Scar flung curses at Ollie’s retreating back. Before the monitor went dark, he shouted one last zinger at the door.
“You’re so fucking clueless, you might as well be working right between your cheeks.”
* * *
We spoke little during the drive to the airport, the check-in process, and the brief wait at the gate. By some fluke, our flight boarded on time. Thanks to a malicious god, I drew the seat next to Ollie.
We were buckling our belts and powering down our mobiles when the pilot’s voice came over the speakers. I knew right away that he did not have good news.
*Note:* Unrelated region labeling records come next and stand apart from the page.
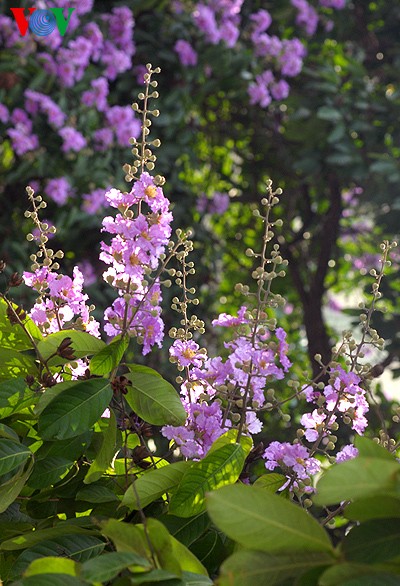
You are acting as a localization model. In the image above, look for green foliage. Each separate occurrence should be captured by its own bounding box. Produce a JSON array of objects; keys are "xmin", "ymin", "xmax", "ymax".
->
[
  {"xmin": 207, "ymin": 484, "xmax": 332, "ymax": 553},
  {"xmin": 169, "ymin": 443, "xmax": 246, "ymax": 517},
  {"xmin": 126, "ymin": 371, "xmax": 186, "ymax": 425}
]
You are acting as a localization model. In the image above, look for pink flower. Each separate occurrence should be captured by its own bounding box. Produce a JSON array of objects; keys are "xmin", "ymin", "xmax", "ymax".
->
[
  {"xmin": 174, "ymin": 39, "xmax": 197, "ymax": 67},
  {"xmin": 169, "ymin": 340, "xmax": 205, "ymax": 367}
]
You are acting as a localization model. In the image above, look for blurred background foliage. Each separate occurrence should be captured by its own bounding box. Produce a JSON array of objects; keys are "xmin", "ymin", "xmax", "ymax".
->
[{"xmin": 0, "ymin": 0, "xmax": 400, "ymax": 416}]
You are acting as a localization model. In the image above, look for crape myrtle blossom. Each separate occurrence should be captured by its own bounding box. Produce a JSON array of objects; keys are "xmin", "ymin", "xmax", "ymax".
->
[
  {"xmin": 23, "ymin": 267, "xmax": 100, "ymax": 337},
  {"xmin": 336, "ymin": 444, "xmax": 358, "ymax": 464},
  {"xmin": 100, "ymin": 172, "xmax": 172, "ymax": 354},
  {"xmin": 324, "ymin": 366, "xmax": 369, "ymax": 435},
  {"xmin": 161, "ymin": 306, "xmax": 291, "ymax": 458},
  {"xmin": 174, "ymin": 39, "xmax": 197, "ymax": 67},
  {"xmin": 263, "ymin": 442, "xmax": 320, "ymax": 494}
]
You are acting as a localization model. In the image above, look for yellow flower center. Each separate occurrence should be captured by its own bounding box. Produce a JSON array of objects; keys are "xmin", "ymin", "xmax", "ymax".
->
[
  {"xmin": 182, "ymin": 348, "xmax": 196, "ymax": 359},
  {"xmin": 144, "ymin": 185, "xmax": 157, "ymax": 199}
]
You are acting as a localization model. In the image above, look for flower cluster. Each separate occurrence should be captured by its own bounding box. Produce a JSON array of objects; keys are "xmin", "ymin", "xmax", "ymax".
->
[
  {"xmin": 173, "ymin": 0, "xmax": 345, "ymax": 108},
  {"xmin": 263, "ymin": 442, "xmax": 320, "ymax": 494},
  {"xmin": 162, "ymin": 306, "xmax": 291, "ymax": 458},
  {"xmin": 100, "ymin": 171, "xmax": 172, "ymax": 354},
  {"xmin": 23, "ymin": 267, "xmax": 100, "ymax": 337},
  {"xmin": 23, "ymin": 187, "xmax": 100, "ymax": 337},
  {"xmin": 0, "ymin": 0, "xmax": 140, "ymax": 212}
]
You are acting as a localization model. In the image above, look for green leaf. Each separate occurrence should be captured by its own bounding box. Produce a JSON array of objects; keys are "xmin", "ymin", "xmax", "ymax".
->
[
  {"xmin": 159, "ymin": 513, "xmax": 210, "ymax": 547},
  {"xmin": 344, "ymin": 495, "xmax": 400, "ymax": 521},
  {"xmin": 169, "ymin": 444, "xmax": 245, "ymax": 517},
  {"xmin": 0, "ymin": 423, "xmax": 19, "ymax": 444},
  {"xmin": 0, "ymin": 438, "xmax": 32, "ymax": 476},
  {"xmin": 0, "ymin": 378, "xmax": 37, "ymax": 419},
  {"xmin": 182, "ymin": 572, "xmax": 214, "ymax": 586},
  {"xmin": 0, "ymin": 461, "xmax": 33, "ymax": 513},
  {"xmin": 38, "ymin": 330, "xmax": 106, "ymax": 365},
  {"xmin": 125, "ymin": 372, "xmax": 186, "ymax": 426},
  {"xmin": 208, "ymin": 429, "xmax": 253, "ymax": 457},
  {"xmin": 313, "ymin": 457, "xmax": 400, "ymax": 505},
  {"xmin": 218, "ymin": 550, "xmax": 332, "ymax": 586},
  {"xmin": 100, "ymin": 519, "xmax": 151, "ymax": 566},
  {"xmin": 144, "ymin": 519, "xmax": 181, "ymax": 576},
  {"xmin": 76, "ymin": 484, "xmax": 119, "ymax": 504},
  {"xmin": 80, "ymin": 551, "xmax": 149, "ymax": 582},
  {"xmin": 121, "ymin": 462, "xmax": 191, "ymax": 510},
  {"xmin": 39, "ymin": 378, "xmax": 112, "ymax": 440},
  {"xmin": 207, "ymin": 484, "xmax": 332, "ymax": 553},
  {"xmin": 83, "ymin": 409, "xmax": 117, "ymax": 484},
  {"xmin": 124, "ymin": 570, "xmax": 179, "ymax": 586},
  {"xmin": 354, "ymin": 435, "xmax": 395, "ymax": 462},
  {"xmin": 342, "ymin": 516, "xmax": 400, "ymax": 564},
  {"xmin": 27, "ymin": 456, "xmax": 74, "ymax": 488},
  {"xmin": 318, "ymin": 562, "xmax": 400, "ymax": 586},
  {"xmin": 254, "ymin": 472, "xmax": 287, "ymax": 493},
  {"xmin": 317, "ymin": 106, "xmax": 342, "ymax": 123},
  {"xmin": 126, "ymin": 363, "xmax": 162, "ymax": 378},
  {"xmin": 10, "ymin": 535, "xmax": 106, "ymax": 579},
  {"xmin": 341, "ymin": 572, "xmax": 400, "ymax": 586},
  {"xmin": 0, "ymin": 348, "xmax": 36, "ymax": 380},
  {"xmin": 0, "ymin": 298, "xmax": 42, "ymax": 350},
  {"xmin": 14, "ymin": 574, "xmax": 87, "ymax": 586},
  {"xmin": 0, "ymin": 519, "xmax": 98, "ymax": 551},
  {"xmin": 89, "ymin": 337, "xmax": 129, "ymax": 376},
  {"xmin": 24, "ymin": 556, "xmax": 79, "ymax": 578},
  {"xmin": 169, "ymin": 535, "xmax": 208, "ymax": 576}
]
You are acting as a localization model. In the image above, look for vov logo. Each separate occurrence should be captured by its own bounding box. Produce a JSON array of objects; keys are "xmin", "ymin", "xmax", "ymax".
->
[{"xmin": 10, "ymin": 8, "xmax": 75, "ymax": 37}]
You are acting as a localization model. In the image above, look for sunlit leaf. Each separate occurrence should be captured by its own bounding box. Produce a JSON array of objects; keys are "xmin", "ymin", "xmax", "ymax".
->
[
  {"xmin": 83, "ymin": 409, "xmax": 117, "ymax": 484},
  {"xmin": 89, "ymin": 337, "xmax": 129, "ymax": 376},
  {"xmin": 218, "ymin": 550, "xmax": 332, "ymax": 586},
  {"xmin": 0, "ymin": 438, "xmax": 32, "ymax": 476},
  {"xmin": 207, "ymin": 484, "xmax": 332, "ymax": 553},
  {"xmin": 313, "ymin": 457, "xmax": 400, "ymax": 505},
  {"xmin": 169, "ymin": 444, "xmax": 245, "ymax": 517},
  {"xmin": 125, "ymin": 372, "xmax": 186, "ymax": 425},
  {"xmin": 122, "ymin": 462, "xmax": 191, "ymax": 510},
  {"xmin": 39, "ymin": 378, "xmax": 112, "ymax": 440}
]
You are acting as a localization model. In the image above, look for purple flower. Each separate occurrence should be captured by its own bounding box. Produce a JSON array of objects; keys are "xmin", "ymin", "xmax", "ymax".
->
[
  {"xmin": 336, "ymin": 444, "xmax": 358, "ymax": 464},
  {"xmin": 58, "ymin": 126, "xmax": 87, "ymax": 153},
  {"xmin": 106, "ymin": 6, "xmax": 135, "ymax": 52},
  {"xmin": 83, "ymin": 22, "xmax": 104, "ymax": 61},
  {"xmin": 251, "ymin": 33, "xmax": 282, "ymax": 57},
  {"xmin": 250, "ymin": 9, "xmax": 272, "ymax": 35},
  {"xmin": 0, "ymin": 104, "xmax": 10, "ymax": 124},
  {"xmin": 263, "ymin": 442, "xmax": 320, "ymax": 493},
  {"xmin": 161, "ymin": 402, "xmax": 228, "ymax": 458},
  {"xmin": 211, "ymin": 305, "xmax": 250, "ymax": 328},
  {"xmin": 82, "ymin": 187, "xmax": 109, "ymax": 214},
  {"xmin": 44, "ymin": 177, "xmax": 73, "ymax": 206},
  {"xmin": 219, "ymin": 20, "xmax": 240, "ymax": 47},
  {"xmin": 169, "ymin": 340, "xmax": 205, "ymax": 367},
  {"xmin": 93, "ymin": 128, "xmax": 114, "ymax": 151},
  {"xmin": 31, "ymin": 218, "xmax": 55, "ymax": 242},
  {"xmin": 290, "ymin": 0, "xmax": 318, "ymax": 36},
  {"xmin": 24, "ymin": 89, "xmax": 67, "ymax": 128},
  {"xmin": 270, "ymin": 79, "xmax": 290, "ymax": 100},
  {"xmin": 101, "ymin": 41, "xmax": 132, "ymax": 81},
  {"xmin": 247, "ymin": 82, "xmax": 272, "ymax": 108},
  {"xmin": 174, "ymin": 39, "xmax": 197, "ymax": 67},
  {"xmin": 105, "ymin": 106, "xmax": 141, "ymax": 147},
  {"xmin": 78, "ymin": 260, "xmax": 97, "ymax": 287},
  {"xmin": 7, "ymin": 108, "xmax": 39, "ymax": 156},
  {"xmin": 319, "ymin": 0, "xmax": 346, "ymax": 10},
  {"xmin": 193, "ymin": 4, "xmax": 221, "ymax": 45},
  {"xmin": 81, "ymin": 77, "xmax": 108, "ymax": 112},
  {"xmin": 275, "ymin": 328, "xmax": 292, "ymax": 372}
]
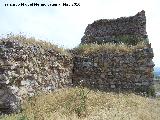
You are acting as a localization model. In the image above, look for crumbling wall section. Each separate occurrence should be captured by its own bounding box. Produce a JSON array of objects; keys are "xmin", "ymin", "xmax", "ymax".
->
[
  {"xmin": 73, "ymin": 45, "xmax": 154, "ymax": 92},
  {"xmin": 0, "ymin": 39, "xmax": 73, "ymax": 113},
  {"xmin": 81, "ymin": 10, "xmax": 147, "ymax": 44}
]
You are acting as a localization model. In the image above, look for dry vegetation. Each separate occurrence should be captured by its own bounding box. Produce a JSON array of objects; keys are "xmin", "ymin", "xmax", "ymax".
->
[
  {"xmin": 73, "ymin": 42, "xmax": 148, "ymax": 56},
  {"xmin": 1, "ymin": 88, "xmax": 160, "ymax": 120},
  {"xmin": 0, "ymin": 34, "xmax": 71, "ymax": 57}
]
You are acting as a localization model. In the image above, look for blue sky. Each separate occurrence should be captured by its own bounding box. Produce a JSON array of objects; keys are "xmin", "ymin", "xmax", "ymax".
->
[{"xmin": 0, "ymin": 0, "xmax": 160, "ymax": 67}]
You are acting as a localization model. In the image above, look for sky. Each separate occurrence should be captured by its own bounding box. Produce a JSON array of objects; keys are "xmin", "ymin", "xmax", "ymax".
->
[{"xmin": 0, "ymin": 0, "xmax": 160, "ymax": 67}]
Mechanical problem. Thirty-minute delay.
“Holy Mother of God. Do these airlines ever take off on time?”
Feeling a response would be pointless, I offered none.
“If it’s not the weather, it’s something wrong with the plane, or the crew’s gone missing, or some other damn thing.”
Making no attempt at subtlety, I opened my Ian Rankin novel and began to read. Sergeant Sensitive did not take the hint.
“Scar’s a real piece of work, isn’t he?”
My eyes remained glued to my book.
“We think he’s trying to expand, run product north into the territories.”
I turned a page. Damn, I was going to miss Rebus.
“The bastard’s smarter than he looks. Keeps a layer between himself and the street. Impossible to pin shit to him.”
Nope.
Ollie gave up talking to my right ear. Several minutes passed while he flipped through the flyer on safety instructions and the on-board magazine. Then, sighing theatrically, he returned both to their pouch.
“I think Scar knows more than he’s saying about Ruben.”
That got my attention. Closing my book, I turned sideways. “Why?”
“Remember how the creep got his name?”
“He burned a girl.”
“Story goes, he tracked her all the way to Saskatoon. Wanted to send out a warning.”
“To?”
“Anyone thinking of quitting his employ.”
“Ruben left Edmonton three years ago. Why wait so long?”
“Montreal’s big. And far away. Ruben changed her name and laid low, so she was able to fly under Scar’s radar. Now she’s back on his turf. And there’s one other detail I haven’t shared.”
I waited.
“Scar’s from Yellowknife.”
“How do you know that?”
“We’ve been trying to nail the bastard for years. We know.”
“You think he might go after Ruben?”
“Word is Scar’s trying to move in on the action up there. To do that, he needs to show he plays hardball.”
A cold hollowness filled my gut. I leaned into the seat back and closed my eyes. Why such apprehension? Fear for Ruben’s safety? In all likelihood, the woman had killed her own babies. Abandoned their bodies without a backward glance.
Or had she? Had it been Ruben’s choice? Had someone else done it or forced her hand? It could not have been Scar in Montreal. Then who? Was that person helping her now?
Nothing made sense.
Forex and Scar both said Ruben wasn’t very smart. Yet she’d gotten herself to Quebec and lived incognito for three years. She’d concealed her pregnancies, delivered and murdered at least four infants. She’d eluded the Project KARE task force. She’d eluded and continued to elude both the RCMP and the QPP.
How? A complex support network? A single partner? Street smarts? Blind luck?
I turned to Ollie. “Scar said you were clueless. What did he mean by that?”
“Braggadocio.”
“Good word.”
“I downloaded an app that pops you a new one every day.”
“They ever send ‘clueless’?” I hooked quote marks. I wasn’t amused.
“It’s just trash talk. The last thing Scar wants is me shining a light up his ass.”
“He used the word twice.”
“Maybe I’ll send him a link for the app.”
Our flight finally took off at ten-fifteen. We never learned the nature of the plane’s mysterious ailment.
All I remember about the Yellowknife airport is a stuffed polar bear presiding over the baggage claim area. And a whole lot of empty. Outside the terminal, a mix of rain and snow was blowing diagonally. And it was colder than crap.